Newborns are not routinely tested for CMV infection, but 1 in 750 children is born with or develops permanent disabilities such as vision loss and mental disabilities due to congenital CMV, according to the Centers for Disease Control and Prevention. Theiler wanted to know whether newborns could be noninvasively screened using their umbilical cord blood. For her research project, Theiler would go to the hospital, make a list of newborns, and send nurses to collect stored cord-blood samples for those babies. In her lab, Theiler found that by testing these cord-blood samples, she could detect undiagnosed CMV infections. In many cases, "the docs in the nursery never thought of CMV" as the cause of their young patients' symptoms, she says. Because treating these infections could help, Theiler now advocates the routine screening of all newborns for CMV, although "that's still controversial," she says.
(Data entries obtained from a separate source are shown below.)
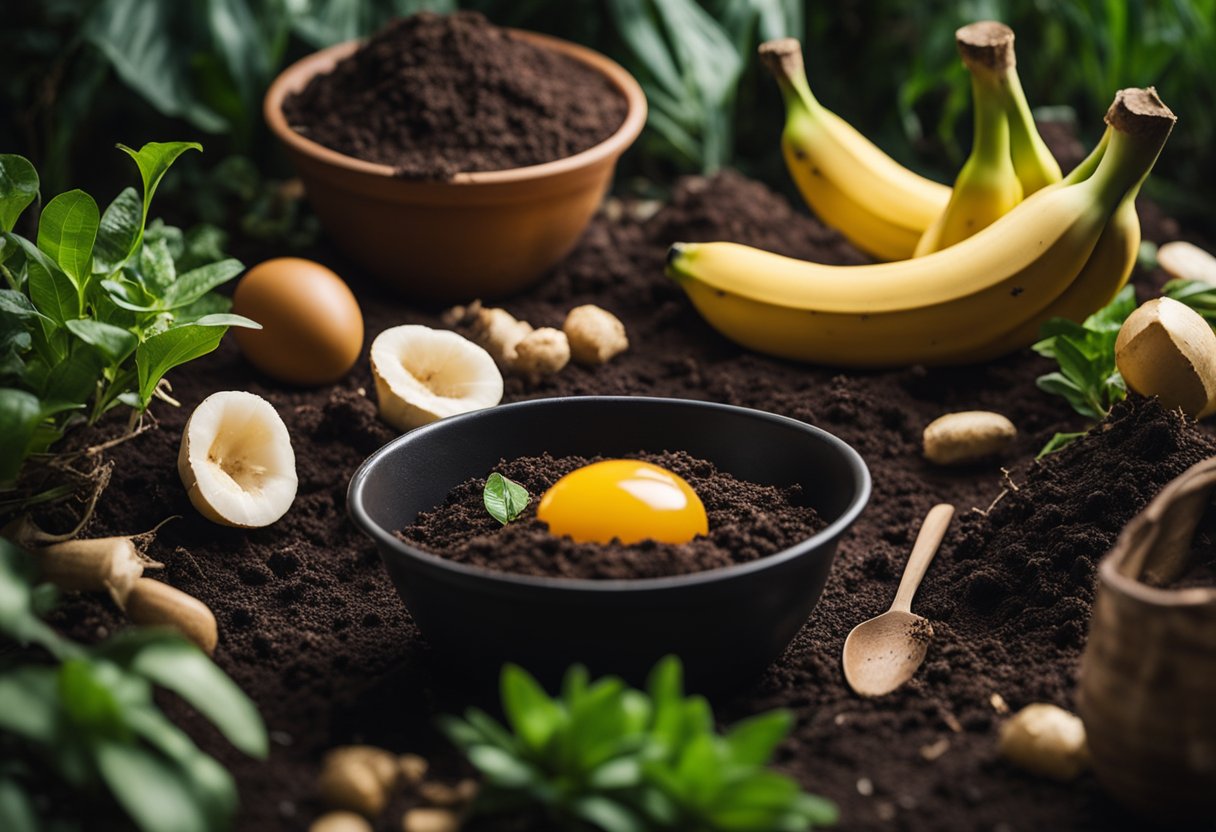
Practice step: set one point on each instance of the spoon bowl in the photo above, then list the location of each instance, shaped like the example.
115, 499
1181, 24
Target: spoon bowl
884, 652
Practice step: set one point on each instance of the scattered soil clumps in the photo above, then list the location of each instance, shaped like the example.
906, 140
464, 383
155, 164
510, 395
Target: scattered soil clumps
747, 522
437, 95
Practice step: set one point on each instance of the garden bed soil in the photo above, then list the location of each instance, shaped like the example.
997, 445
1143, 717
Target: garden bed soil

When she finished her residency in 2007, Theiler discovered that all of that balancing had left her feeling unbalanced. "I was exhausted and really burned out and ... flat broke." Although she loved science, she wondered if it wouldn't be better to abandon research and go into private practice, through which she could make a lot of money and live more comfortably.
Fortunately, she found an opportunity at UTMB that gives her the flexibility and support that she dreamed of. UTMB has a unique combination of world-famous virology and obstetrics programs. It also participates in the Women's Reproductive Health Research (WRHR) Career Development Program , through which the National Institutes of Health supports early-career physician-scientists for up to 5 years. As a WRHR Scholar, Theiler has been able to establish her laboratory and research program while practicing medicine in UTMB's clinics and at Planned Parenthood .
Theiler describes her research not as "translational" but as "dissectional." That is, instead of taking laboratory findings to clinical settings, she goes the other direction, taking placental and embryonic tissues from her practice to her lab to do basic research on how they work. Currently, she's using the tissue to study the role of a molecule that she suspects may be involved in the establishment of pregnancy and the initiation of labor. In another line of research, she is infecting placental tissue with lymphocytic choriomeningitis virus, which, like CMV, can cause birth defects in a fetus. The purpose is to better understand the placenta's immune response. Once researchers have that basic understanding, she says, it will be possible to start real translational research that will lead to better treatments.
Theiler is now in her 3rd year of the WRHR program, and the next step for her is to secure a major research grant. Many clinician-researchers feel pressure to spend more time in the clinic because seeing patients makes money for the university. "I can make $1000 for the department in 45 minutes doing a C-section; I can cost the department thousands of dollars in 1 day doing a big experiment," she says. Fortunately, Theiler says, UTMB supports her research as well as her clinical work. "I'm lucky," she says.
Although Theiler's dual career works very well for her, she admits that it has come with sacrifices. One long-term relationship ended in part because Theiler's long hours and frequent moves were hard on her partner. "This career path is not for someone who wants to have a big, happy family and go on three vacations a year with them and eat dinner with them every night. It's just not going to happen," she says. But "I wouldn't trade it for anything."
Chelsea Wald is a freelance science writer in New York City.